The Blackberry logo is seen on a smarphone in front of a displayed stock graph in this illustration taken February 5, 2021. REUTERS/Dado Ruvic/Illustration/File Photo
The Blackberry logo is seen on a smarphone in front of a displayed stock graph in this illustration taken February 5, 2021. REUTERS/Dado Ruvic/Illustration/File Photo

Canada's BlackBerry forecast a revenue decline in fiscal 2026 on Wednesday, as it anticipated weak spending on its cybersecurity products.

US-listed shares of the Waterloo, Ontario-based company fell 4% in premarket trading.

BlackBerry, once a dominant force in the smartphone market, has transitioned into selling software for devices and autonomous vehicles.

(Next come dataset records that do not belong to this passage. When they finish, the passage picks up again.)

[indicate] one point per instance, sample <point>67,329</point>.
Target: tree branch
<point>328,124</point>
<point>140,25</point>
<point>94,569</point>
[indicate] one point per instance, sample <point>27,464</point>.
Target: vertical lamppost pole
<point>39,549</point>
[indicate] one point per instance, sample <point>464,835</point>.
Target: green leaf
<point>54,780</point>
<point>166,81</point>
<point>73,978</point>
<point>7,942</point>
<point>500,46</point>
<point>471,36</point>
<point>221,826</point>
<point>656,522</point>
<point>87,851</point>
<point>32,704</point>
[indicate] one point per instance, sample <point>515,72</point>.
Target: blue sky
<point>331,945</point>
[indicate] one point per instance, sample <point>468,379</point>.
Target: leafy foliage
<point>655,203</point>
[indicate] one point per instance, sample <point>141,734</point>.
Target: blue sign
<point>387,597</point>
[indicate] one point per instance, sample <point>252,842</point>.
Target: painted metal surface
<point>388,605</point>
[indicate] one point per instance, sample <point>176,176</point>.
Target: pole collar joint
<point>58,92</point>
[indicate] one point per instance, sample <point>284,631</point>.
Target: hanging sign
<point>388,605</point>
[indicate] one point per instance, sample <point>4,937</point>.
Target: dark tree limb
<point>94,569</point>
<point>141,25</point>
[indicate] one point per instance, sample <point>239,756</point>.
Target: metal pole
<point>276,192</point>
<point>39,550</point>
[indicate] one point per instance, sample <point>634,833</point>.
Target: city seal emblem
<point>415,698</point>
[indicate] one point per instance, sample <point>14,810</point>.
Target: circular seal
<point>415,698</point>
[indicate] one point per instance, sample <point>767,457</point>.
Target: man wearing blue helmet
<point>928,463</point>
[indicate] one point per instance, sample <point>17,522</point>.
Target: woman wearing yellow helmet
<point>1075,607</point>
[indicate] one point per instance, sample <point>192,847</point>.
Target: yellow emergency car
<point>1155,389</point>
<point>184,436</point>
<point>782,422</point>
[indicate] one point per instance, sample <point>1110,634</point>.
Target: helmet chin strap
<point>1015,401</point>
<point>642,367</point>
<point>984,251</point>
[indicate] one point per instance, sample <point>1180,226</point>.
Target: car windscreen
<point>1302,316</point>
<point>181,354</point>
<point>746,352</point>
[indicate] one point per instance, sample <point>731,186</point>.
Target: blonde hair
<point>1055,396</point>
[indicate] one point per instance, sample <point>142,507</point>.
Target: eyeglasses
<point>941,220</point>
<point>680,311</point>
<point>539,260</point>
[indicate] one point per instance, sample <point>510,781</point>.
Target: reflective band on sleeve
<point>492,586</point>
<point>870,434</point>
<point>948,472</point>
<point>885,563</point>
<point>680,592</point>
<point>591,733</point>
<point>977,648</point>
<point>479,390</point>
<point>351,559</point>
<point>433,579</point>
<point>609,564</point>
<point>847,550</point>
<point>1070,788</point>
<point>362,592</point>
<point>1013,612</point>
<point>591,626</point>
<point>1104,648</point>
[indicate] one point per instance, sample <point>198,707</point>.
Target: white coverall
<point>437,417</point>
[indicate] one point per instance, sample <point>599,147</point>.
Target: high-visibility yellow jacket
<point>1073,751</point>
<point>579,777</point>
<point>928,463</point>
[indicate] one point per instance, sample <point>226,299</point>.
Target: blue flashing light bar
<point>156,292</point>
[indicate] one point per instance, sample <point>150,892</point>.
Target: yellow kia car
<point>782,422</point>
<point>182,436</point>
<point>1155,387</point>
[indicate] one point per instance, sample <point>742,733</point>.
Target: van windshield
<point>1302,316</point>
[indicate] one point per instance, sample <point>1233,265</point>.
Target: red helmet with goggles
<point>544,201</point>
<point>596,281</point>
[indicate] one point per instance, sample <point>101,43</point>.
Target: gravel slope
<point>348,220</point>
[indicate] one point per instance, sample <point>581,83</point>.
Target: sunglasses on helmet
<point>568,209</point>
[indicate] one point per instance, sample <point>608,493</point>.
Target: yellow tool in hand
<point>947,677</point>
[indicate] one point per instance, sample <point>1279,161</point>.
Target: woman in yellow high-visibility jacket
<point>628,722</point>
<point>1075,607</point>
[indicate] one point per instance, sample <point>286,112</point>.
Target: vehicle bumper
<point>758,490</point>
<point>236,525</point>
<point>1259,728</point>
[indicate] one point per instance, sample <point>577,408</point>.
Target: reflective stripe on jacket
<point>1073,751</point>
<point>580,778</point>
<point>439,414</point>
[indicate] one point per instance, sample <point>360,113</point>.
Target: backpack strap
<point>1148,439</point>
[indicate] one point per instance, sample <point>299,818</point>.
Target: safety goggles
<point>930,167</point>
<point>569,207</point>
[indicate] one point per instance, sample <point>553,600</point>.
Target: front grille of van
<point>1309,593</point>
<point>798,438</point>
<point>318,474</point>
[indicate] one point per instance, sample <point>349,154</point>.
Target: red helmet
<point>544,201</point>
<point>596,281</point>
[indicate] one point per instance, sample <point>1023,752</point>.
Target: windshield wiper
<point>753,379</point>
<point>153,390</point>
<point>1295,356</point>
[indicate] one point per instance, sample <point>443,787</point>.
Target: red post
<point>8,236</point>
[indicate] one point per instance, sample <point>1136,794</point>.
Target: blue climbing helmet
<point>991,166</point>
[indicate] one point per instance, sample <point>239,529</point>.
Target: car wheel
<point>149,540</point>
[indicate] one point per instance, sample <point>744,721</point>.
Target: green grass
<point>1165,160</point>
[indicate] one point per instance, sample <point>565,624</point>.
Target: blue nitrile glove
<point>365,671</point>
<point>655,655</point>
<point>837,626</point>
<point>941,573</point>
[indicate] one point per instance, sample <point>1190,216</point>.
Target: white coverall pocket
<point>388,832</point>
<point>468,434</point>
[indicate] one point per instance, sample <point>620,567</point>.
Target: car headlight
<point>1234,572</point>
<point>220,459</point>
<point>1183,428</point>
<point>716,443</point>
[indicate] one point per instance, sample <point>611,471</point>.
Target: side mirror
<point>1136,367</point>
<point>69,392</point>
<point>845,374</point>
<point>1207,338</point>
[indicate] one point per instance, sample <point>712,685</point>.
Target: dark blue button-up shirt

But enterprises are now reining their technology spending and optimizing costs, which in turn is affecting firms like BlackBerry.

The company forecast revenue to be between $504 million and $534 million for the financial year ending in February next year, lower than $534.9 million it reported in fiscal 2025, Reuters reported.

BlackBerry expects its cybersecurity unit, which provides intelligent security software to enterprises and governments, to report annual revenue between $230 million and $240 million, lower than the $272.6 million in the previous financial year.

The company posted revenue of $141.7 million for the fourth quarter, lower than $152.9 million it reported a year ago.

BlackBerry said it completed the sale of the Cylance business, which uses machine learning to preempt security breaches, to Arctic Wolf for $160 million.

The company sold the Cylance business to redirect its focus to high-growth areas, and as the unit required significant levels of investment and was facing strong competition.